Quantile normalization adjusts the expression measurements in each microarray so that the expression value distribution is the same for all microarrays in the microarray set being normalized. This is a non-linear normalization method which is not dependent upon the choice of a reference or baseline array. A description of the underlying computations can be found in: Bolstad, B et al. (2003). In geWorkbench, the normalization is applied to the probeset level values (not the individual probe values).
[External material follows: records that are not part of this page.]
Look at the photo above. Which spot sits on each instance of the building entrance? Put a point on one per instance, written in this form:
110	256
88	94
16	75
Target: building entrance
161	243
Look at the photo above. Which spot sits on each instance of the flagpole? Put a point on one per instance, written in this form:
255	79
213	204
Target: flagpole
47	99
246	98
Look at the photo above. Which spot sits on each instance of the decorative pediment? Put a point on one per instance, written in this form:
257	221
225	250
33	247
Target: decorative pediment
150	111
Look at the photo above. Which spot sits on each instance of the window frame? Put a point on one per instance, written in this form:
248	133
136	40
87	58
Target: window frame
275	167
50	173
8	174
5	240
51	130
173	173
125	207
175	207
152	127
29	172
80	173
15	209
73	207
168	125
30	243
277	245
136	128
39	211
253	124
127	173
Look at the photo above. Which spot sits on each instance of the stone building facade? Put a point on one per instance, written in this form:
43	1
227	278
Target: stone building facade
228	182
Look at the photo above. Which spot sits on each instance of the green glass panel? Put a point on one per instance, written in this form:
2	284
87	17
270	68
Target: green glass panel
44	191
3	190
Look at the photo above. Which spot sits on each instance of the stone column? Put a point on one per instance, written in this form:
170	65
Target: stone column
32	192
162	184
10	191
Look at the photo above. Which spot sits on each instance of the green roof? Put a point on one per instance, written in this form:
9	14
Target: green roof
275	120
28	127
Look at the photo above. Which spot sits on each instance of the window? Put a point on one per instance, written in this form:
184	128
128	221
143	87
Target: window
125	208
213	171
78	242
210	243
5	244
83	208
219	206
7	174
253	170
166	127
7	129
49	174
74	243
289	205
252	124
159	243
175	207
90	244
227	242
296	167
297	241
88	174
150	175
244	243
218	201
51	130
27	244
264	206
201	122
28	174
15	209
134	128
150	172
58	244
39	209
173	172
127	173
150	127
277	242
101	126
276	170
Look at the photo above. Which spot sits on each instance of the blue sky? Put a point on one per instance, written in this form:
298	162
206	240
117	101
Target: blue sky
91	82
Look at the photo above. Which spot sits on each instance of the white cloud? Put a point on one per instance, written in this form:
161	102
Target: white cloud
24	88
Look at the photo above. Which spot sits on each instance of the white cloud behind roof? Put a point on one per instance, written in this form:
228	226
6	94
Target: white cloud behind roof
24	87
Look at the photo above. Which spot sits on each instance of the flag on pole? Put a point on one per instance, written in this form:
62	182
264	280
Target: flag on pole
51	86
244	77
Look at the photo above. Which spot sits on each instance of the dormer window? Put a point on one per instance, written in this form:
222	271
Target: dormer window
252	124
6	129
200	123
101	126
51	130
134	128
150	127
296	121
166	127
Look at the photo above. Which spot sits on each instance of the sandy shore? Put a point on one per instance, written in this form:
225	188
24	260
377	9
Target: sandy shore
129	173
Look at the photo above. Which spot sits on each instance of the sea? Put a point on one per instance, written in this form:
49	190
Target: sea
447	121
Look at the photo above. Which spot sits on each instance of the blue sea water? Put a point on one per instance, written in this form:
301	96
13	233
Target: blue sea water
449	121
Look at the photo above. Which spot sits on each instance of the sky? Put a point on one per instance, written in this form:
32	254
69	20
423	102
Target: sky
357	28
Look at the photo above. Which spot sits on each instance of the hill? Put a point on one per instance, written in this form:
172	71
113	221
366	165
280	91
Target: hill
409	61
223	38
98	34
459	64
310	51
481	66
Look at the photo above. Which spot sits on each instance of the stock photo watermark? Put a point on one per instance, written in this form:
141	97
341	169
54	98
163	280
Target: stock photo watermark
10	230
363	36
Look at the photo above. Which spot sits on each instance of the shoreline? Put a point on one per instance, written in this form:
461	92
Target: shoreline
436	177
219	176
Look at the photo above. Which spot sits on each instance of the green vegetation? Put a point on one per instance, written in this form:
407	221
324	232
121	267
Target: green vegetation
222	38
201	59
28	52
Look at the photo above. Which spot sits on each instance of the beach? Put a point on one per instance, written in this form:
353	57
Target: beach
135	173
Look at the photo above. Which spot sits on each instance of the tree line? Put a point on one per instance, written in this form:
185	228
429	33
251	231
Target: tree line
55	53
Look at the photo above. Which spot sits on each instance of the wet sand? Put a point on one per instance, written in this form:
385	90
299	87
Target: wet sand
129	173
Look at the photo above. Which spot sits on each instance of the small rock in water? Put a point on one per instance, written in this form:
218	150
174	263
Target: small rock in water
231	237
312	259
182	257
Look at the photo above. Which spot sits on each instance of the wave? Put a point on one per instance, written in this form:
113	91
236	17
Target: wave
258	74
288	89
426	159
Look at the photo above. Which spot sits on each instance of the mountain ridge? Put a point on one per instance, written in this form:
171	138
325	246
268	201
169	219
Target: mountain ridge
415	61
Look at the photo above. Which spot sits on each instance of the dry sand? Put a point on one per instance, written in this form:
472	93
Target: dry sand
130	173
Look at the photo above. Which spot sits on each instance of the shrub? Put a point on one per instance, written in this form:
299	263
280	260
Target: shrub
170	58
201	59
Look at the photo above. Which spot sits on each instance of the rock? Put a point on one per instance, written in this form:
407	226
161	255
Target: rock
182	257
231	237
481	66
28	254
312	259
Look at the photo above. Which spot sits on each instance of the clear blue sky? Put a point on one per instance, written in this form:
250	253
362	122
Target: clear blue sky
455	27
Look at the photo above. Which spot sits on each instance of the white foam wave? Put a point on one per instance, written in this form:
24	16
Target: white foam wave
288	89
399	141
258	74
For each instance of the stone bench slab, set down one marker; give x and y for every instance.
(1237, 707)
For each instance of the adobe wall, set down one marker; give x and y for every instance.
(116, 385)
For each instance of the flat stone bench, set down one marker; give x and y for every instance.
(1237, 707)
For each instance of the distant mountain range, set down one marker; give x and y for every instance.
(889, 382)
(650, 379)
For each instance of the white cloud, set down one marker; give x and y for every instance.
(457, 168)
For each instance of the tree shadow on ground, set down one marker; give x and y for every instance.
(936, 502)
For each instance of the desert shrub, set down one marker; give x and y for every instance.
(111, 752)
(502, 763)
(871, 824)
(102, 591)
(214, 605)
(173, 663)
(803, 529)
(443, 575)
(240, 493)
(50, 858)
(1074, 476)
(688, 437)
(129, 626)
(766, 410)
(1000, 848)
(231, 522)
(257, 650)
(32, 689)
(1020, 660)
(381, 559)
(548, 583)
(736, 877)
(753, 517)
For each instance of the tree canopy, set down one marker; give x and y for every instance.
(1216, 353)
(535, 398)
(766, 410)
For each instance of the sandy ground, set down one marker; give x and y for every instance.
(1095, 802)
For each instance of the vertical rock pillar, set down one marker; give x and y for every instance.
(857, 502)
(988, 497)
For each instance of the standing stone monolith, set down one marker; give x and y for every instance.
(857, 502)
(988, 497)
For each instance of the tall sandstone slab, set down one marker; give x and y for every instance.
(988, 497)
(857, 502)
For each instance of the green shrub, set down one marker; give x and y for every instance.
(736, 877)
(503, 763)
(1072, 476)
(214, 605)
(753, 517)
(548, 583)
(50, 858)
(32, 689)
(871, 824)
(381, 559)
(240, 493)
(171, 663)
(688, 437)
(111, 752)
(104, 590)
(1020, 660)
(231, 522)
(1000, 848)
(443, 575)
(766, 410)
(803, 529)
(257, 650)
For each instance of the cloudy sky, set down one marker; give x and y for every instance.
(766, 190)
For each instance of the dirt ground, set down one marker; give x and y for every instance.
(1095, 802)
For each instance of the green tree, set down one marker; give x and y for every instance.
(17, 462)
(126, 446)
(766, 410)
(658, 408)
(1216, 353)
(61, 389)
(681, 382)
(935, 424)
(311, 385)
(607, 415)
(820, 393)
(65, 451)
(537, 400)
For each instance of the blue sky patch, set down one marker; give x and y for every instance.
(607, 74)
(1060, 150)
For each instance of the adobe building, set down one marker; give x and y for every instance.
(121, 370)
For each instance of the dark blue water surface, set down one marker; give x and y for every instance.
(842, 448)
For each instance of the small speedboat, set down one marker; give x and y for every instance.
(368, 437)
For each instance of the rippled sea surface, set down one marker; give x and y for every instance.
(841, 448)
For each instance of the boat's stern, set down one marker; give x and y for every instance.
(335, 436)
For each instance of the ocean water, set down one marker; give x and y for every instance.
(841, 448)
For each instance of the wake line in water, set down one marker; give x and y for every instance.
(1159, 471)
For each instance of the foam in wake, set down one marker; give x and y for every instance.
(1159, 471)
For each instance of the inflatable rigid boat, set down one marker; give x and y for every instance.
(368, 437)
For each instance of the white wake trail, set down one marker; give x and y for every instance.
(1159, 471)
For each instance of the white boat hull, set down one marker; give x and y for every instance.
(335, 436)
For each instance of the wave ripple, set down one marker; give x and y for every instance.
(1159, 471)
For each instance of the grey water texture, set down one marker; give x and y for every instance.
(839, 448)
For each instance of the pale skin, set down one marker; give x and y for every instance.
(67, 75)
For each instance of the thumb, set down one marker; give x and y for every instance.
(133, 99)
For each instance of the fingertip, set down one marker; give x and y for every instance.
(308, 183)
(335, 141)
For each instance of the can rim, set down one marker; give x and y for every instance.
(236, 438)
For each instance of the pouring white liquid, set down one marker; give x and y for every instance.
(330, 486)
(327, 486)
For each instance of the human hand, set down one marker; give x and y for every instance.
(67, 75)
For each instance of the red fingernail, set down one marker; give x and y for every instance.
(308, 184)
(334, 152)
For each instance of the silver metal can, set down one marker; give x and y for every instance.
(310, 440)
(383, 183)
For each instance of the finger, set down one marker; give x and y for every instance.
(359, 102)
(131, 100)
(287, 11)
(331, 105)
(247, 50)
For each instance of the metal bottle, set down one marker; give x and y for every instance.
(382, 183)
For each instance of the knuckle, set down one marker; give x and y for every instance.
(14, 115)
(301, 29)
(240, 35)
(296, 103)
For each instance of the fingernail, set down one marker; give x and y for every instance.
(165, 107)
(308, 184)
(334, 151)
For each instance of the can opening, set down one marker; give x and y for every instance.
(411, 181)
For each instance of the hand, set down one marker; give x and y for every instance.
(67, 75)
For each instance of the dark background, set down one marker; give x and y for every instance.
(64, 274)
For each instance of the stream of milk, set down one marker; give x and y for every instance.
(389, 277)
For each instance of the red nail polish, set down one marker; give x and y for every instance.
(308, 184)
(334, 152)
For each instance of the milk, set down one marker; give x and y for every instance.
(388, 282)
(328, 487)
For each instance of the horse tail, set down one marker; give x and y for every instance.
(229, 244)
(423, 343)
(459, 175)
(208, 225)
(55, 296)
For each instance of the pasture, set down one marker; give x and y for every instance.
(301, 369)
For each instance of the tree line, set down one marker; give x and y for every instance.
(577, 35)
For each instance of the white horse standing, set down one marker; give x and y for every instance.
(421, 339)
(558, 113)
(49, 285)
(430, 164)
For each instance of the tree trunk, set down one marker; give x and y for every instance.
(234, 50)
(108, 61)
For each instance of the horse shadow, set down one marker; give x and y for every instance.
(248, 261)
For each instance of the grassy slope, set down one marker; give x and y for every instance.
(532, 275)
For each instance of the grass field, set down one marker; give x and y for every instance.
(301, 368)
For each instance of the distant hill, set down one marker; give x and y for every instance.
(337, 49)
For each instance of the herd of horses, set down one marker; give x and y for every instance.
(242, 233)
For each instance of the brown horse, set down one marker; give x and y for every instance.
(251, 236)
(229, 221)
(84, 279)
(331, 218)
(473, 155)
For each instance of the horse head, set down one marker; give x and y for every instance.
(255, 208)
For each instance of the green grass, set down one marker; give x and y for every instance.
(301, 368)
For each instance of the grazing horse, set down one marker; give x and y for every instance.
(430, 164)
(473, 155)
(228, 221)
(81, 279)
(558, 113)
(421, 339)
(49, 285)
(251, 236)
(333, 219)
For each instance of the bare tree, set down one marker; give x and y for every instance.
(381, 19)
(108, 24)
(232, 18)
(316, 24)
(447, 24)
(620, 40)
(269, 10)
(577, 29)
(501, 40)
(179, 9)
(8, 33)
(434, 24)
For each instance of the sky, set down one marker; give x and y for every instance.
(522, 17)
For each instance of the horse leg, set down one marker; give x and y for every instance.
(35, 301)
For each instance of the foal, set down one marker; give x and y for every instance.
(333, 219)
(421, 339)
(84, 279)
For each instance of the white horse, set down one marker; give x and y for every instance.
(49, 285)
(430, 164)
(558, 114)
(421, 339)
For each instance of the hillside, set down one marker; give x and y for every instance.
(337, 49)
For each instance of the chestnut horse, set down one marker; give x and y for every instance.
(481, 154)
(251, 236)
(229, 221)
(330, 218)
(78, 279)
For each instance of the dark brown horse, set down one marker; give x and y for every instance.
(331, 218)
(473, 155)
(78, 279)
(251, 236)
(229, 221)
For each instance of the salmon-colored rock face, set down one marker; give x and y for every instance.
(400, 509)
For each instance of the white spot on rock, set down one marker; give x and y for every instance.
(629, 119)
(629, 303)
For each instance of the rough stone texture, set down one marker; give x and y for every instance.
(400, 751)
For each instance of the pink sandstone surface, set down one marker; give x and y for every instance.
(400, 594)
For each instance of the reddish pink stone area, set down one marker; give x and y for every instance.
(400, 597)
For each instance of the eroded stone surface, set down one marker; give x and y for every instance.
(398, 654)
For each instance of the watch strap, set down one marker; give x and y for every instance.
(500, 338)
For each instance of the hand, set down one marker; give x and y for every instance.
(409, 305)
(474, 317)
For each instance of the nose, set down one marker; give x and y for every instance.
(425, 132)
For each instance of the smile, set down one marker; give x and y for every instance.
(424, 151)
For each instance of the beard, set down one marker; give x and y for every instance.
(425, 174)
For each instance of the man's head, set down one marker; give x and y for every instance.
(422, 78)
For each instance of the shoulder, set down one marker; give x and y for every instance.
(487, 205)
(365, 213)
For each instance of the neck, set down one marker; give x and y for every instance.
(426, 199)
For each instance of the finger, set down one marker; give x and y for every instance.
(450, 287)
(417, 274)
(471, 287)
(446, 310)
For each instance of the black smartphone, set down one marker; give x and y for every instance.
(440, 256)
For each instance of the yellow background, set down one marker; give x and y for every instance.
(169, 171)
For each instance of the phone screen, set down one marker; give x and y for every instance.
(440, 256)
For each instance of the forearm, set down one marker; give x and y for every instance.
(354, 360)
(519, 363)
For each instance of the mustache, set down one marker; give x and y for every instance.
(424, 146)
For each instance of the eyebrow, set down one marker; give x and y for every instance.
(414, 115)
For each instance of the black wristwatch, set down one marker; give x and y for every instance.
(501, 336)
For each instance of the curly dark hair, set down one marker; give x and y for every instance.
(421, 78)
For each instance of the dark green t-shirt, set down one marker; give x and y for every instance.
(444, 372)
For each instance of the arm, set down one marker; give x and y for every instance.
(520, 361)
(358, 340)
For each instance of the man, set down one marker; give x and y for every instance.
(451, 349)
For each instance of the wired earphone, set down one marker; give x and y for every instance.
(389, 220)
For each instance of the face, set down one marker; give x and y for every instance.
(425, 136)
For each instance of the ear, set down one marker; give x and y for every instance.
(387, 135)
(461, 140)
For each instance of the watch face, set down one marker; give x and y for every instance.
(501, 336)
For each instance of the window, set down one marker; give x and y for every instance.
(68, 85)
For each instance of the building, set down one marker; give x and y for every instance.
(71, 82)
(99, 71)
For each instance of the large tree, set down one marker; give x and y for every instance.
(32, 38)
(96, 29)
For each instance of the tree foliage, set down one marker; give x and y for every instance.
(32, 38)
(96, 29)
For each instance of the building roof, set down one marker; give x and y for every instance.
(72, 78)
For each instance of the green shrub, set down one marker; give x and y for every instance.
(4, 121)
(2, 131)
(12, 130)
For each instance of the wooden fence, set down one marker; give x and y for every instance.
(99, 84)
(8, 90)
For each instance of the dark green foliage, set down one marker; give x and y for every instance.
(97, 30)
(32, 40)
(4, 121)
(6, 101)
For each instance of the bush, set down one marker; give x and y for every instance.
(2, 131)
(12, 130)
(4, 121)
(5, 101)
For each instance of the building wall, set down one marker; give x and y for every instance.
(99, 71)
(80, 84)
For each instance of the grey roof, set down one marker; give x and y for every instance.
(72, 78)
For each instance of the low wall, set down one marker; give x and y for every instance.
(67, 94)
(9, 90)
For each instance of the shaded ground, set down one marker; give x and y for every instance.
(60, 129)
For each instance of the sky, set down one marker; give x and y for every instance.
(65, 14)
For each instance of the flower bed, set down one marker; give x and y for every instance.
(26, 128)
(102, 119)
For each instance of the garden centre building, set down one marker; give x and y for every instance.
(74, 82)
Missing Values Averaging method

  • Mean profile marker - Replaces the missing measurement with the average value (across all microarrays) of its corresponding marker. The average is computed by taking into account only non-missing values.
  • Mean microarray value - Replaces the missing measurement with the average value of its corresponding microarray. The average is computed by taking into account only non-missing values.


References:

Bolstad BM, Irizarry RA, Astrand M, Speed TP (2003) A comparison of normalization methods for high density oligonucleotide array data based on variance and bias. Bioinformatics 19(2):185-93. (http://www.ncbi.nlm.nih.gov/pubmed/12538238)


Supplementary information: http://bmbolstad.com/misc/normalize/normalize.html.

Threshold Normalizer

Normalization-Threshold.png

Allows a minimum or maximum value for the data to be set. If a minimum value is specified, any value less than that will be set to the given minimum value. If a maximum value is specified, any value greater than that will be set to the given maxium value.


Threshold Parameters

  • Cut-off value - Enter a real-number value for the desired cut-off.
  • Cut-off type
    • Minimum - Any expression value less than the specified cut-off value is set equal to the cut-off value (floor).
    • Maximum - Any expression value greater than the specified cut-off value is set equal to the cut-off value (ceiling).
  • Missing values
    • Ignore - Do not change missing values.
    • Replace - Replace missing values with the specified cut-off value.